We expect that as whole genome sequencing becomes more affordable, genetic testing will play a larger role in the diagnosis of cardiac disorders, and that resources such as Table S1 will become more valuable and common place. In addition to their capacity to sequence whole genomes, the NGS platforms are capable of targeted sequencing. Table S1 also contains nucleotides that are upstream and downstream of each variant. This information allows researchers or physicians to quickly generate libraries of nucleic acids as the primary step in creation of a template. There is currently no quick and easy way to compile a list of variations that have associations with a condition or disease. This table provides a solution for this gap through manual curation. Rather than having physicians and researchers sift through papers to isolate SNPs that are associated with diseases, they can simply create a library of nucleic acids using the information contained in the table. These libraries can then be clonally amplified and their fragments can be prepared specifically per the requirements of the various NGS platforms. The list of these variations is also available from the BioMuta database [64]. It is important to note that DNA variants are rarely the sole determinant of whether an individual will acquire a disease or not. Consequently, it is important that healthcare workers as well as patients remember that these SNVs are a single parameter in a complex biological system. An additional danger that arises from sequencing patients as a diagnostic tool is the incidental discovery of presumed deleterious mutations [65].

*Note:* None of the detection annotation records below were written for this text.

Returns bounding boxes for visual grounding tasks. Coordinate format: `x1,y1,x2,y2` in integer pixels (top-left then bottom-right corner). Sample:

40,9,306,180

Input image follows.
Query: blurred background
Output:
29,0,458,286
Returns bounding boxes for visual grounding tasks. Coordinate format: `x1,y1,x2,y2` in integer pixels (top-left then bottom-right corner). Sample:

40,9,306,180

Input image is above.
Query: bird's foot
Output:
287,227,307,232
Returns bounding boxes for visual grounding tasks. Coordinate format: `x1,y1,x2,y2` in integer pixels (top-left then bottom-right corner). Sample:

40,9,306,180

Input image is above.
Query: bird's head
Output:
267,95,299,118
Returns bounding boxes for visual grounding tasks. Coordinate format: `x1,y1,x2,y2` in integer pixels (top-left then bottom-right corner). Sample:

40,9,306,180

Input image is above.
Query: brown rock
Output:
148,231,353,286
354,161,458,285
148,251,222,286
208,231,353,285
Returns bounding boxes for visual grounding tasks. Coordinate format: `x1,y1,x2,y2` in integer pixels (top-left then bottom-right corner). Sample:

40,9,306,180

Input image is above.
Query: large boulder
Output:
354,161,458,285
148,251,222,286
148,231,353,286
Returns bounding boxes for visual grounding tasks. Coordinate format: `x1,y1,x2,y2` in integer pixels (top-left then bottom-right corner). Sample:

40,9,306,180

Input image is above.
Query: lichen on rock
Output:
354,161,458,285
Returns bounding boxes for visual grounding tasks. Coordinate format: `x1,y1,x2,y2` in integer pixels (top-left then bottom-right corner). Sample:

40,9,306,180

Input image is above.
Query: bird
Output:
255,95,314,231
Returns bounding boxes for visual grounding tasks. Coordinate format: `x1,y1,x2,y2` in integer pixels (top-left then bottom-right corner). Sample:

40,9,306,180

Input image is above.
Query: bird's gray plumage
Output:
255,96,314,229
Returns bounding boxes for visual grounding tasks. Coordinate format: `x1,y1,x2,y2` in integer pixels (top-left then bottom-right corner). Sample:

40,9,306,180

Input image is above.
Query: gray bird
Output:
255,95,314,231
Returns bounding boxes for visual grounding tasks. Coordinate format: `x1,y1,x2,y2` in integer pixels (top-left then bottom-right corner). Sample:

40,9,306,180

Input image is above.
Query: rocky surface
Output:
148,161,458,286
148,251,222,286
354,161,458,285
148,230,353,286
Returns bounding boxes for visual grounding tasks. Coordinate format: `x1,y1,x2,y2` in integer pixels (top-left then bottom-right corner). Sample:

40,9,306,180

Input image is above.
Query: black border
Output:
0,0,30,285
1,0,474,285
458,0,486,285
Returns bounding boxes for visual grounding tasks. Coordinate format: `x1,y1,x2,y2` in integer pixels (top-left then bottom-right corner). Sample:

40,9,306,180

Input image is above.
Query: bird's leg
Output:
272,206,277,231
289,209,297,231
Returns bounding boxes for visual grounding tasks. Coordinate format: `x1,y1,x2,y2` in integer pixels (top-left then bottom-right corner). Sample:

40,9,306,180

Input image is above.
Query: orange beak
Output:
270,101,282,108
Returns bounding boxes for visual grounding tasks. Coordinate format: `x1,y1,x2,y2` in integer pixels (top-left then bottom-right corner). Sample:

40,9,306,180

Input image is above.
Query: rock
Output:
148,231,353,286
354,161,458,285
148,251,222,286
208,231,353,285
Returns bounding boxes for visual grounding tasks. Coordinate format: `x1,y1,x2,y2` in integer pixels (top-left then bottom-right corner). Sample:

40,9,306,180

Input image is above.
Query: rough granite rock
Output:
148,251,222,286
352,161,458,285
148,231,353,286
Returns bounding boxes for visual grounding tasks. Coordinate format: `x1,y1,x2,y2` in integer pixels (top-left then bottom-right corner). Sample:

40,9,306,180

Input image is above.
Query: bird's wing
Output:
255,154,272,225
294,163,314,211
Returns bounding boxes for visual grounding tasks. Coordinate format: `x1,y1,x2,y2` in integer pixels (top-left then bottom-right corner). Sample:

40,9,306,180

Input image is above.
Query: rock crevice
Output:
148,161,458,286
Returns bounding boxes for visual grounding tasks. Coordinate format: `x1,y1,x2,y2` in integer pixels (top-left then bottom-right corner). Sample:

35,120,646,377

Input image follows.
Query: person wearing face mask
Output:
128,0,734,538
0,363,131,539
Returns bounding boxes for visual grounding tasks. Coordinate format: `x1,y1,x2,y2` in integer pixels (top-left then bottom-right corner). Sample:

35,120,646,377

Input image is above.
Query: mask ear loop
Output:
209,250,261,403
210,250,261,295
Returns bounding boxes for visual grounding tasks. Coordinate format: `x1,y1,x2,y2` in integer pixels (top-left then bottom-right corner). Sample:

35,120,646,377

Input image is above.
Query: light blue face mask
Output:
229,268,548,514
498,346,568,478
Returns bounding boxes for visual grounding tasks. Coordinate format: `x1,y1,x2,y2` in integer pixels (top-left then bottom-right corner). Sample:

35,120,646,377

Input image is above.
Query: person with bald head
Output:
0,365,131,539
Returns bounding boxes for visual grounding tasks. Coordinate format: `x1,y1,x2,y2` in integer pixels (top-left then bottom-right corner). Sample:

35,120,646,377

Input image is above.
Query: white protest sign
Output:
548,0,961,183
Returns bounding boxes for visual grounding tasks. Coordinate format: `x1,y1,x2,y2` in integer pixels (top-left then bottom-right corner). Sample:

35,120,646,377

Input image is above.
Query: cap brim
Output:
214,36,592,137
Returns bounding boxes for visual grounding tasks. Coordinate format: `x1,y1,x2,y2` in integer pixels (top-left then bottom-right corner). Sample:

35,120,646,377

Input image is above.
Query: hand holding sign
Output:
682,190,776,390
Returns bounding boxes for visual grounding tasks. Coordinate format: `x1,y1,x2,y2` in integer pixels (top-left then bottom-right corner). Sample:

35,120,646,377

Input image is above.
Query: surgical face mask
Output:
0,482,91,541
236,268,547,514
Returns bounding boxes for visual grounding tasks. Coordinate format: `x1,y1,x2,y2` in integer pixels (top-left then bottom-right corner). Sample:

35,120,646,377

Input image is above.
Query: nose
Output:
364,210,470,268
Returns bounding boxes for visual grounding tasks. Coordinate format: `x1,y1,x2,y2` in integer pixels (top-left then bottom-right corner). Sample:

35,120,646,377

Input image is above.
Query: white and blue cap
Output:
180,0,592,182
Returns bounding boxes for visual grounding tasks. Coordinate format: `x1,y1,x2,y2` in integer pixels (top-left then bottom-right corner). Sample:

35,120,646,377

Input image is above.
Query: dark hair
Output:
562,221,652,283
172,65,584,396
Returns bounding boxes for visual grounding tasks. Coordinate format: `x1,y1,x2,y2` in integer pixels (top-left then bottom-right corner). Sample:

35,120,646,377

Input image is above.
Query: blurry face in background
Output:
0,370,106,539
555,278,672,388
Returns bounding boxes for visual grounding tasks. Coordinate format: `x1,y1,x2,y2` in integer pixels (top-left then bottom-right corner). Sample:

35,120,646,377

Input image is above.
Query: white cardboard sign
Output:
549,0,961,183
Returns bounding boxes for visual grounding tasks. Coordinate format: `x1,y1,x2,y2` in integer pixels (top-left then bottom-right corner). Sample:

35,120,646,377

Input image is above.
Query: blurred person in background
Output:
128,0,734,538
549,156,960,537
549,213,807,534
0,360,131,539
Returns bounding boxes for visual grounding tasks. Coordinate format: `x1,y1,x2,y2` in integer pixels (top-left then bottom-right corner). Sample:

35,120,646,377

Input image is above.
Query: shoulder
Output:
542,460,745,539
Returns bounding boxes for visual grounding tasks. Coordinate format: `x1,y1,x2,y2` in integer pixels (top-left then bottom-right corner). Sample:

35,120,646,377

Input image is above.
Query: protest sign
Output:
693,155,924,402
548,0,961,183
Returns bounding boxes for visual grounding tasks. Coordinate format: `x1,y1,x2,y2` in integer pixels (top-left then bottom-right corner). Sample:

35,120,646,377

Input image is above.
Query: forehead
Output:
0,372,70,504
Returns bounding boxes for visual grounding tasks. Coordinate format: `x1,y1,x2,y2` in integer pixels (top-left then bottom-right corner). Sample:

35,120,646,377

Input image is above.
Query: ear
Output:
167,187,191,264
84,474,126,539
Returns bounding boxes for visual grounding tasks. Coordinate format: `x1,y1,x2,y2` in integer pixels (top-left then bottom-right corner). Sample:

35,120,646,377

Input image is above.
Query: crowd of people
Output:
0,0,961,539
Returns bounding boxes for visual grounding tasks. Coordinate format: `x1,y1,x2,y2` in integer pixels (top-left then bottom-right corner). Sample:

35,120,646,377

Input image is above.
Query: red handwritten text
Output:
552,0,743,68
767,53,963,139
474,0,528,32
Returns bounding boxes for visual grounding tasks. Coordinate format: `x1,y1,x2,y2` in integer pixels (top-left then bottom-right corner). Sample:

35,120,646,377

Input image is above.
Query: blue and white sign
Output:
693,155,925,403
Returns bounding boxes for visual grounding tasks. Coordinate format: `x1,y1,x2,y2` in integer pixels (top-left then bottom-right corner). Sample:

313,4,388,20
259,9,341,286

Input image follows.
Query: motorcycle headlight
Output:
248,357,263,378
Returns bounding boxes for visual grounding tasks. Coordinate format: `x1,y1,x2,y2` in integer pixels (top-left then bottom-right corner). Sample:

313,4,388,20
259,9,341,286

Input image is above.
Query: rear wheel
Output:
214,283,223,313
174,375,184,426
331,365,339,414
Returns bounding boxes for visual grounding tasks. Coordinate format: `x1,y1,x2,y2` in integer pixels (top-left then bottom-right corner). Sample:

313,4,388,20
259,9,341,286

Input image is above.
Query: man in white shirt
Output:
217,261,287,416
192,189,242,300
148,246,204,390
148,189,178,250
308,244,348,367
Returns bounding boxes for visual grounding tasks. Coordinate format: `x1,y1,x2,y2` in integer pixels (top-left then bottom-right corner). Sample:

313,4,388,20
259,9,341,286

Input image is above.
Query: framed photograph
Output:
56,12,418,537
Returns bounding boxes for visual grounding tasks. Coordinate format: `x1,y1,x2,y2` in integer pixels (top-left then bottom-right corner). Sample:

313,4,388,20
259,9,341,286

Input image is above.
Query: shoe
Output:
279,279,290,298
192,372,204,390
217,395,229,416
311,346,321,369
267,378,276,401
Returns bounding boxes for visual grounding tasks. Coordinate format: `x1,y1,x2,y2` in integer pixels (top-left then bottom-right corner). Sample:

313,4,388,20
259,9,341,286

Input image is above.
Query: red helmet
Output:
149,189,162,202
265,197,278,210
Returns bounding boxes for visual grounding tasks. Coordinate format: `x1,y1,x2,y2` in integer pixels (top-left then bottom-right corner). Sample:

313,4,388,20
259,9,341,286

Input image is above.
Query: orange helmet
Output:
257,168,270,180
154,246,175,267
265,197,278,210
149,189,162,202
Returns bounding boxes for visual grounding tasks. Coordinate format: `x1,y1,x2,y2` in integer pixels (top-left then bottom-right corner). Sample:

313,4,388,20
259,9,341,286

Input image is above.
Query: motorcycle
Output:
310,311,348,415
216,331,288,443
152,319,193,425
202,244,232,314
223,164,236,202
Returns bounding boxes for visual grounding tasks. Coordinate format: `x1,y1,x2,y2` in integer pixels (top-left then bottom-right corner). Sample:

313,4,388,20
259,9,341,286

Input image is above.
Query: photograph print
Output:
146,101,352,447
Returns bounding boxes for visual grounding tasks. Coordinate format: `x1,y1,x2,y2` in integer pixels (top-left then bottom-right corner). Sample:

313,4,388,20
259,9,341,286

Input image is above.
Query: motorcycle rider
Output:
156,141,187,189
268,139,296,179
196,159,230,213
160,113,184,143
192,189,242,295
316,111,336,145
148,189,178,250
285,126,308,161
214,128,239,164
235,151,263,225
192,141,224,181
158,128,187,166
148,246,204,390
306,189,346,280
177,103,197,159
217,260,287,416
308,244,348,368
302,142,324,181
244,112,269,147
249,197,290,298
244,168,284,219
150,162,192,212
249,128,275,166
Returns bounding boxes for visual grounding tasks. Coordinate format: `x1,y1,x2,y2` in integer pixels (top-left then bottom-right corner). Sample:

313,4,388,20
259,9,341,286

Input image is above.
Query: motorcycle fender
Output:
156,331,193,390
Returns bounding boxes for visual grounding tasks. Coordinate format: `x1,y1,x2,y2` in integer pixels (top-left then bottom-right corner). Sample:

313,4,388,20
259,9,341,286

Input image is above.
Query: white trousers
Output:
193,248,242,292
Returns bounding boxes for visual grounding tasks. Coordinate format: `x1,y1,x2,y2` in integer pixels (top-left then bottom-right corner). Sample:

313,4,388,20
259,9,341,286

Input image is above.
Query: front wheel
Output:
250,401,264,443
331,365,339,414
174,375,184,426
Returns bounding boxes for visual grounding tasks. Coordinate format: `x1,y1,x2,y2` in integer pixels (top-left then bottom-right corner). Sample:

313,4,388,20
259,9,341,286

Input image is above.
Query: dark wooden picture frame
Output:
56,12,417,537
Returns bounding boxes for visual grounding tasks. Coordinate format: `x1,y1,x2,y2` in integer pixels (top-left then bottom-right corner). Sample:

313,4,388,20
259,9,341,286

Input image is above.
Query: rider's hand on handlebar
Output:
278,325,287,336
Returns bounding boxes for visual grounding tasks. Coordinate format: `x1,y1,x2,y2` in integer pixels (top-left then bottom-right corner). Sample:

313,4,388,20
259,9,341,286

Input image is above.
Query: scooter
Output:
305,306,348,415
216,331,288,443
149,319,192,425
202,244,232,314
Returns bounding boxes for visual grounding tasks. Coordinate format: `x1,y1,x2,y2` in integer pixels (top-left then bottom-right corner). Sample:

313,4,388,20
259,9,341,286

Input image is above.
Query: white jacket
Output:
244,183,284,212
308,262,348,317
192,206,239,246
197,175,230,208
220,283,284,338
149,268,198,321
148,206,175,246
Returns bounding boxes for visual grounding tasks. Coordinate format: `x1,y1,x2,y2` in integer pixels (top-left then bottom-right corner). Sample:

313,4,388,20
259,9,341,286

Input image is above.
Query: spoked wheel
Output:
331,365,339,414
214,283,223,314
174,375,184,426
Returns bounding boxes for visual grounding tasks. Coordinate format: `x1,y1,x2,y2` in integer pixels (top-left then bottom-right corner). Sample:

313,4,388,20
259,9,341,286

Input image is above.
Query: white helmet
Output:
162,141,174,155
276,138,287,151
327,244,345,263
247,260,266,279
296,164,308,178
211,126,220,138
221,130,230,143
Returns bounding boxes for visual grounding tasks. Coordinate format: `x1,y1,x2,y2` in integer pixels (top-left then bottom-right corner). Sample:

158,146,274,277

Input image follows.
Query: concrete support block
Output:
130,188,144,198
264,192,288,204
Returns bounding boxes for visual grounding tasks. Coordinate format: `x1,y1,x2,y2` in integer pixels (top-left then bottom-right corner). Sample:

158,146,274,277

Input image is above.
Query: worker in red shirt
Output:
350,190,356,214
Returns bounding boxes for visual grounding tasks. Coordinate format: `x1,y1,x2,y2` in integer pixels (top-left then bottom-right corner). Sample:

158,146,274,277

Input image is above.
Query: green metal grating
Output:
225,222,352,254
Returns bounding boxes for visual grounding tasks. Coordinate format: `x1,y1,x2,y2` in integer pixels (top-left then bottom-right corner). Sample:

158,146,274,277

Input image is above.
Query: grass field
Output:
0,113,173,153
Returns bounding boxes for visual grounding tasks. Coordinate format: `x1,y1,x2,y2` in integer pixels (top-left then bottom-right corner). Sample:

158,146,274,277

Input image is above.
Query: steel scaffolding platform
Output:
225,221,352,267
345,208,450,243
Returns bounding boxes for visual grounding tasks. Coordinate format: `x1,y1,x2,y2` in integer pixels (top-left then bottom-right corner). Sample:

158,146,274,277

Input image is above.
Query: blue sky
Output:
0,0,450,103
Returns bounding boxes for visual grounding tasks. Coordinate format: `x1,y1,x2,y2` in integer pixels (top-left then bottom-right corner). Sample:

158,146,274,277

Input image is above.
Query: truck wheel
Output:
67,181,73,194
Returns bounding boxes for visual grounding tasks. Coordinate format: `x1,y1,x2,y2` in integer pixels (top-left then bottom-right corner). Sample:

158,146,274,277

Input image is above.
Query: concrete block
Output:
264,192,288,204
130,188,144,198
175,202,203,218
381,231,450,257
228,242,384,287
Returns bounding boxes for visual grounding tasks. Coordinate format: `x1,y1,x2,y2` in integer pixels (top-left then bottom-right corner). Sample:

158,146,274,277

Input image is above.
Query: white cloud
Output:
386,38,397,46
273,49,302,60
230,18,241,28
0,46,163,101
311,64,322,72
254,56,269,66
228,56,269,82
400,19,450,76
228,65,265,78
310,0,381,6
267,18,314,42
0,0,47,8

In an attempt to identify more variants potentially connected to the disease, we investigated the post-translational modification nitrosylation in depth. Many studies have examined potential associations between acquired arrhythmias and post-translational modifications, such as glycosylation, phosphorylation, and nitrosylation. Table 2 and Table 3 provide both experimental and predicted approaches for discovering loss of S-nitrosylation sites that are affected by nsSNVs and details of the amino acid changes are present in Table S2. This information can be used to develop proteomic strategies for variation detection.